Lou came rushing in the next morning, full of apologies. Lilly heard them dispassionately. She let him see the baby and hid her contempt at his awkward efforts to be affectionate.
"What are we going to name him, dearest?" said Lou, taking her hand.
"Oh, I already named him," said Lilly. She relished the flash of pain in Lou's eyes. "I'm sorry, but they were asking and you weren't here."
"I-I understand." It took a second for Lou to recover. He managed a smile. "So, what did you name him?"
"Cole." Lilly stroked the tiny fluff of dark hair atop her baby's head. "Little Cole Brookstone."
Lou had sworn to her that there would be no more fights. Now that they had a child, they would come together for him and fix their lives in order to be good parents. That was how life worked.
Lilly almost believed it. If anything could have induced her to be a good person, it would definitely have been her baby. She would have died for him forty times over; even more than that, for him she was willing to keep on living.
One night, in a strange reversal of the usual, Cole was sleeping peacefully and she couldn't sleep. She eased his crib closer to her and Lou's bed and lay with her cheek on her pillow, watching his tiny chest rising and falling. She gave herself up to adoring his soft wispy curls, his dark eyelashes, his precious tiny fists. In this moment she was quietly, deliciously happy.
"Lilly."
Time stopped around her.
"Lilly, did you think I was gone? . . . "
She bolted into the bathroom, shaking all over.
"I don't go anywhere, Lilly. I will never go anywhere. Now, considering you have this delicate little morsel in need of total protection . . . I do expect to have a wonderful time with you."
"No." Lilly gripped the edge of the sink, hearing the laminate creak beneath her fingers. "No. Damn you. I defeated you."
"You did put me under for a little bit."
"And I'll do it again." Lilly gritted her teeth, summoning up the power she had gained with the Spinjitzu Burst. She felt the mind-creature tense and flurry, frightened of the cleansing power rising against it.
"I'll kill you every day if I have to," hissed Lilly, shutting her eyes. "Do you hear me? You will not touch my child."

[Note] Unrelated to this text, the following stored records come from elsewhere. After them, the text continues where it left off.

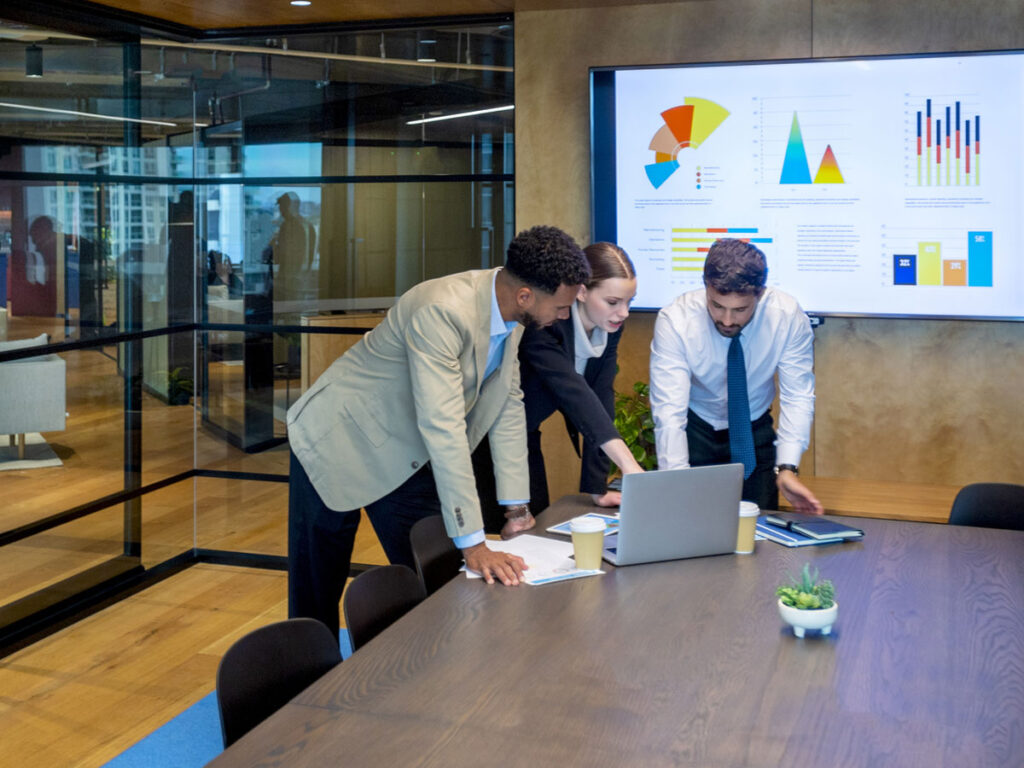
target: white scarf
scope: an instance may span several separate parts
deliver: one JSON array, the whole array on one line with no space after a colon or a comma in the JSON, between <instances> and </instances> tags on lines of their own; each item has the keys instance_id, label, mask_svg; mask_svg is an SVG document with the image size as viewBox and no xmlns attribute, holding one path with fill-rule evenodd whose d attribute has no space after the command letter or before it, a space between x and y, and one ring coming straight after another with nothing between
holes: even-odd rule
<instances>
[{"instance_id":1,"label":"white scarf","mask_svg":"<svg viewBox=\"0 0 1024 768\"><path fill-rule=\"evenodd\" d=\"M588 337L583 327L583 318L580 317L580 302L573 301L569 311L572 314L575 335L575 371L583 376L583 372L587 369L587 360L604 354L604 348L608 345L608 332L595 326Z\"/></svg>"}]
</instances>

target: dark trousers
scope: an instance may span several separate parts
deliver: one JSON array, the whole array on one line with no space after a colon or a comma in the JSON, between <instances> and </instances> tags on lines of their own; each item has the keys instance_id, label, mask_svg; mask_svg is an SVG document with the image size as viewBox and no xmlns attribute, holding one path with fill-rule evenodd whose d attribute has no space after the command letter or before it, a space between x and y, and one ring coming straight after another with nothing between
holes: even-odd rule
<instances>
[{"instance_id":1,"label":"dark trousers","mask_svg":"<svg viewBox=\"0 0 1024 768\"><path fill-rule=\"evenodd\" d=\"M409 531L417 520L441 513L430 465L366 509L388 560L415 568ZM316 618L338 634L338 603L348 579L358 526L359 510L339 512L328 507L292 454L288 488L290 618Z\"/></svg>"},{"instance_id":2,"label":"dark trousers","mask_svg":"<svg viewBox=\"0 0 1024 768\"><path fill-rule=\"evenodd\" d=\"M751 425L754 428L754 453L757 466L743 480L743 499L755 502L761 509L778 509L778 486L775 484L775 429L771 412L765 412ZM729 430L715 429L689 412L686 417L686 442L690 449L690 466L729 464Z\"/></svg>"}]
</instances>

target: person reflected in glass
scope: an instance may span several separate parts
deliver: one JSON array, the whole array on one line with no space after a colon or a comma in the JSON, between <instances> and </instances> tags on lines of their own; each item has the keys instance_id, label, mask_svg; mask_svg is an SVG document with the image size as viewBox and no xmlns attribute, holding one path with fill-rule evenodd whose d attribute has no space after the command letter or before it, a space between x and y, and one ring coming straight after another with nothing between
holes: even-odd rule
<instances>
[{"instance_id":1,"label":"person reflected in glass","mask_svg":"<svg viewBox=\"0 0 1024 768\"><path fill-rule=\"evenodd\" d=\"M241 299L242 294L244 293L242 278L234 270L234 265L231 264L231 257L227 254L221 253L220 251L210 251L206 255L206 261L207 289L219 289L220 291L224 291L226 288L226 298ZM209 290L208 292L214 293Z\"/></svg>"},{"instance_id":2,"label":"person reflected in glass","mask_svg":"<svg viewBox=\"0 0 1024 768\"><path fill-rule=\"evenodd\" d=\"M270 241L273 263L274 301L308 301L315 298L313 255L316 229L299 210L299 196L293 191L278 198L281 225Z\"/></svg>"}]
</instances>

She felt the mind-creature's panic increase as the elemental energy flooded towards it. Then, suddenly, the creature went still and laughed.
"Very well."
There was a soft whooshing sensation, and suddenly Lilly's mind was clear. She drew in her breath in stunned relief—
—She couldn't breathe.
All down the street groggy neighbors stumbled to peer through the blinds, morbidly curious about the ambulance sirens at 3 AM.
A/N: Somehow I wasn't too invested in "Master of the Mountain." Out of the entire season, there were maybe only two moments I had any feels over—and Cole's flashback about Lilly isn't one of them. I know, what's wrong with me. But one of them was Gleck finding out that Lilly had died. It was nicely understated but still very touching.
Also on the topic of Geckles, stupid detail in the dubs. While digging through the Korean dubs on YouTube to double-check plot, I discovered a weird little difference. You remember Zane was always lobbing pebbles at Kai trying to support him as Geckle chancellor, including when Kai formally declares peace between the Munce and Geckles. In that scene, in Korean version only, he chuckles when Kai glares at him. I dunno, I always enjoy it when there are arbitrary variations between dubs. It hints that either the writers or the actors are really putting thought into the context or adding their own flavor to the characters, rather than just grinding out a straight translation.